As for non-inhibitor patients, a major benefit of emicizumab is the easier route of administration, with at least similar to superior bleeding control in the majority of patients, Sidonio said. “It has been particularly helpful in my experience with those patients with poor IV access, or short [factor VIII] half-life, or worse than expected bleeding phenotype.”
“If you ask the patients, it is clear that there is an improved quality of life,” he continued. “You see it in many forms such as less distress and constant worry about life-threatening bleeding events. The parents tell us the route of administration alone is a significant improvement. They don’t need to wake up early to infuse their children before school and before sporting events.”
Despite the efficacy shown by emicizumab, is there an argument to be made to continue recommending immune tolerance induction therapy in inhibitor patients?
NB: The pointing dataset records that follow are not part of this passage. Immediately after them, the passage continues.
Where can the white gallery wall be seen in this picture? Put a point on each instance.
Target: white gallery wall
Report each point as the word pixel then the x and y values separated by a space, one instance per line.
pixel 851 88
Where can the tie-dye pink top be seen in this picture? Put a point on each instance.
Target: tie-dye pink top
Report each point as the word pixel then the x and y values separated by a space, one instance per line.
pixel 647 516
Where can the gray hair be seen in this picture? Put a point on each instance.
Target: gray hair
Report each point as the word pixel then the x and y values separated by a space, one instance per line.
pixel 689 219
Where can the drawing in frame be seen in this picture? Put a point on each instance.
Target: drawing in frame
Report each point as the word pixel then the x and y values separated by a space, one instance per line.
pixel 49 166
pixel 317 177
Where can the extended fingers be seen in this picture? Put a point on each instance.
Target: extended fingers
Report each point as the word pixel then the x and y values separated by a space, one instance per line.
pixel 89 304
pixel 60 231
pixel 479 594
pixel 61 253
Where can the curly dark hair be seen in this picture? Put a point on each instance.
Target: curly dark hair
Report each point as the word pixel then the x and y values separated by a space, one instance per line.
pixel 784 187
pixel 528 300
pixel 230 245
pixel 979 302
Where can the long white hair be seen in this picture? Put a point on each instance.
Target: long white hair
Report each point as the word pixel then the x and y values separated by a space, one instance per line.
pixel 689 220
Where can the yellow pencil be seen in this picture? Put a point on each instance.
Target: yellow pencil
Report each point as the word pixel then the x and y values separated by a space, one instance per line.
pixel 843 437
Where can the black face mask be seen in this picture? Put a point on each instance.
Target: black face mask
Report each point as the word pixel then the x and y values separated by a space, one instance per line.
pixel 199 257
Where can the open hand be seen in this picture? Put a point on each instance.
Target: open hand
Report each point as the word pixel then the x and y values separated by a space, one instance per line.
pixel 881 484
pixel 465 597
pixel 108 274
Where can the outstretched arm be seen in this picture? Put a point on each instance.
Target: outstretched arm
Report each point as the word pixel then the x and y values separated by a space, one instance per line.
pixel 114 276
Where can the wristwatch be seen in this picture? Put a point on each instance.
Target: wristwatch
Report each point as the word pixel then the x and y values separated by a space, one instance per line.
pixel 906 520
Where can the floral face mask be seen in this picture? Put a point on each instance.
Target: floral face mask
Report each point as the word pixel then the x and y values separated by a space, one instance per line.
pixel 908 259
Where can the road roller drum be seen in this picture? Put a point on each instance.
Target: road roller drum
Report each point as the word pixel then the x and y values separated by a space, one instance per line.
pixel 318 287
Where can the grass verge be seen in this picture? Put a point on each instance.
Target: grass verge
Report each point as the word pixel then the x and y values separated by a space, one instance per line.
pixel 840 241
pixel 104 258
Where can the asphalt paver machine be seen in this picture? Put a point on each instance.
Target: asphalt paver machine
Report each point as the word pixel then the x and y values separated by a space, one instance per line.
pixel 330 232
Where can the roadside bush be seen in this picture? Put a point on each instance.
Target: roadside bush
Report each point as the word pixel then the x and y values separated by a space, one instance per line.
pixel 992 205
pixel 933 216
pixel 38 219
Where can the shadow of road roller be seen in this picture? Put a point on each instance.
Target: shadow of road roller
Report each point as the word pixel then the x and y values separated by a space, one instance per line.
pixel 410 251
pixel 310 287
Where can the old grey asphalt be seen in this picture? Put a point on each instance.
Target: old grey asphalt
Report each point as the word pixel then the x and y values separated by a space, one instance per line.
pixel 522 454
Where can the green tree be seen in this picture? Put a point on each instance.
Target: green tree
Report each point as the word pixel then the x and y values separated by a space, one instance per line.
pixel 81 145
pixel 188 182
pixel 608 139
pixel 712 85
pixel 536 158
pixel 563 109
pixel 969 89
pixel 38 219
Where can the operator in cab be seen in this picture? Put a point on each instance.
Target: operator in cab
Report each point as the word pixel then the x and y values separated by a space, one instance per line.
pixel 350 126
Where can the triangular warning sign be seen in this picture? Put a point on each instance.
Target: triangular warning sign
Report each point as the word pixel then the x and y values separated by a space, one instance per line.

“This is a bit controversial and an area that warrants significantly more research,” said Sidonio. “There are a few of my colleagues that have advocated ITI in inhibitor patients prior to starting emicizumab. Although emicizumab prevents bleeds and offers great protection against bleeding it does not eradicate inhibitors as ITI does.”
Sidonio noted that last year that he and several colleagues began piloting a program in which inhibitor patients would start emicizumab, and following the loading doses start a modified version of factor VIII ITI (100 units/kg/dose 3 times a week).
“It is early, but we are seeing success and have achieved complete tolerance in some patients with no increase in bleeding or clotting events or thrombotic microangiopathy,” Sidonio said, adding that he and his colleagues have received funding for further study.
Pipe reported financial relationships with Bayer HealthCare Pharmaceuticals, BioMarin Pharmaceutical Inc., Bioverativ, CSL Behring, Novo Nordisk, Pfizer Inc., Roche, Spark, Shire, and uniQure NV.
Sidonio reported financial relationships with Shire, Bioverativ, Grifols, CSL Behring, Bioverativ, Novo Nordisk, and Bayer.